MEMPHIS (TN) — Pervis Payne walked into a Tennessee courtroom moments before a judge released him from death row. He hugged his lawyer, and wept.

Payne was sentenced to death for the 1987 murders of a mother-and-daughter. He held Kelley Henry close and thanked her because he is intellectually disabled.

Henry said that Henry hugged him and thanked him for his kindness after Tuesday’s hearing in Memphis. “I told Henry it was okay, ‘I got’.”

Paula Skahan, Shelby County Criminal Court Judge, signed an order to vacate Payne’s death sentences from more than 30 years earlier. Payne was convicted of murder in the stabbing deaths Charisse Christopher, her 2-year-old daughter Lacie Jo, and her mother in Memphis’ suburb of Millington. Nicholas, Christopher’s 3 year-old son, was also stabbed, but survived.

After Shelby County District Attorney Amy Weirich announced Friday, that the state would no longer pursue execution plans, the judge took action. A prosecutors-hired expert “couldn’t say that Payne is incapable of intellectual functioning within the range of intellectual disability.”

Payne’s lawyers filed a petition alleging that Payne is intellectually disabled. They also brought in an expert to examine Payne.

The judge stated in her order that “the Petition is supported” by two expert opinions that concluded that Petitioner was intellectually disabled under Tennessee law.

Payne is now facing two life sentences. His lawyer stated that Payne is facing two consecutive life sentences. This would make him ineligible for parole until he reaches 85. Henry wants the life sentences to run simultaneously, so Payne may be eligible for parole sooner.

Payne, a Black man, has always maintained that he is innocent. Payne told police that he was visiting Christopher’s apartment to meet his girlfriend and heard about the victims who were white. He tried to help them. He claimed he panicked after he saw a white officer and ran.

This case attracted national attention from antideath-penalty activists. It also includes the involvement by the Innocence Project which advocates for DNA testing in cases of wrongful conviction. Payne was not exonerated by DNA tests.

Weirich, the district lawyer, said that the evidence strongly points to Payne being the killer. Her office initially denied the intellectual disability claims. The scene contained a knife, a washcloth, and other bloody items.

Weirich said Friday that while the evidence for Payne’s guilt is not changing or weakening, the laws regarding alleged intellectual disabilities as they relate to the death penalty had changed.

In 2002, the U.S. Supreme Court ruled that executions of mentally disabled people were unconstitutional because they violated the Eighth Amendment’s prohibition on cruel and unusual punishments.

However, until Republican Gov. This summer, Bill Lee signed a bill making Tennessee’s law against execution of intellectually disabled retroactive. Tennessee did not have a mechanism to allow an inmate to reopen the case in order to file an intellectual disability claim.

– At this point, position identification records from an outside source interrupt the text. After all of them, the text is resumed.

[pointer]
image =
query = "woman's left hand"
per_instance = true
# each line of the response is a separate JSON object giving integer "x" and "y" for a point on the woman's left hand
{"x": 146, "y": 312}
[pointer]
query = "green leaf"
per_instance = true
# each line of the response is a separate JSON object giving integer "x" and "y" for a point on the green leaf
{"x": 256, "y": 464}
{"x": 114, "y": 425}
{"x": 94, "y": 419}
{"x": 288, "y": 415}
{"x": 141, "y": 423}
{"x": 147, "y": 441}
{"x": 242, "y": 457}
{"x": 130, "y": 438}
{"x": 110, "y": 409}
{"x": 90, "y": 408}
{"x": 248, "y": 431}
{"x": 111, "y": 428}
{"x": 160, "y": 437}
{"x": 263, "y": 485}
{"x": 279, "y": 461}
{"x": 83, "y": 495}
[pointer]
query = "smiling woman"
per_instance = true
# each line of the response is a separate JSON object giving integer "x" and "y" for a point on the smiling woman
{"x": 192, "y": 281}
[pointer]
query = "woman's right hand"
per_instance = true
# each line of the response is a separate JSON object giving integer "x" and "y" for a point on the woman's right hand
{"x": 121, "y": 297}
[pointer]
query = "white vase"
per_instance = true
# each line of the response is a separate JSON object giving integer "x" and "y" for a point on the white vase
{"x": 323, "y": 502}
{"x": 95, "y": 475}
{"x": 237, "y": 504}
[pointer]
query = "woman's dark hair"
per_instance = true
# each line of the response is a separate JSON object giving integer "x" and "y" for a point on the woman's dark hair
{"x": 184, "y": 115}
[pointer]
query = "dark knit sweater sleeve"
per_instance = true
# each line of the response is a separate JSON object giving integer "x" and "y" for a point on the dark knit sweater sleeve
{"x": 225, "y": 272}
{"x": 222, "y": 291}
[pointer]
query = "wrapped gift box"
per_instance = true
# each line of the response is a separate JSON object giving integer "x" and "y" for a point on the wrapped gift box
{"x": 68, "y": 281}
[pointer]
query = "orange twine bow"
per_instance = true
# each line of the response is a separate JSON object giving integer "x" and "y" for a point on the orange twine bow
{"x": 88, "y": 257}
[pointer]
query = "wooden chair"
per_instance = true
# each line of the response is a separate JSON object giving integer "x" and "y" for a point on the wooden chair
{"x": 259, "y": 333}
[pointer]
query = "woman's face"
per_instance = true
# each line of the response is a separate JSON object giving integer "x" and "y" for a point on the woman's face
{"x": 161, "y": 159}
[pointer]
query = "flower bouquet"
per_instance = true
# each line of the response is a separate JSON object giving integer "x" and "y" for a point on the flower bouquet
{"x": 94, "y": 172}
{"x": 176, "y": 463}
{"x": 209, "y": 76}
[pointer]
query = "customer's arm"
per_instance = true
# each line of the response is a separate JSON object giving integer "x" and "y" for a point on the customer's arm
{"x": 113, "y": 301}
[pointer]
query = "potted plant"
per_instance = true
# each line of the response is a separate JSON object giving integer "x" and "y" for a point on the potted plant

Henry stated that the law was crucial because the state had been hiding behind procedural hurdles for almost a decade and that the Legislature erased those obstacles.

Payne was scheduled to be executed last December. However, the execution was postponed after the governor granted him an unusual, temporary reprieve due to the COVID-19 pandemic. Although the reprieve expired in April and was not extended by the state Supreme Court, it had not yet set a new execution day.

Henry and Steve Jones, the prosecutor, are expected to make arguments in court Dec. 13. They will discuss the issue of concurrent sentences versus consecutive sentences. Henry stated that she is still looking for evidence to exonerate Payne.

Payne has also received support from clergy members of the Church of God in Christ and his family, which includes his father Carl Payne, his older sister Rolanda Holman, and his mother, Alice Holman.

Holman stated that she recalls the death by electrocution of her brother more than 30 years ago and that Pervis Payne was told by the judge, “may God have mercy upon his soul.”

Holman stated, “Thirtyfour years later God had mercy on his soul.”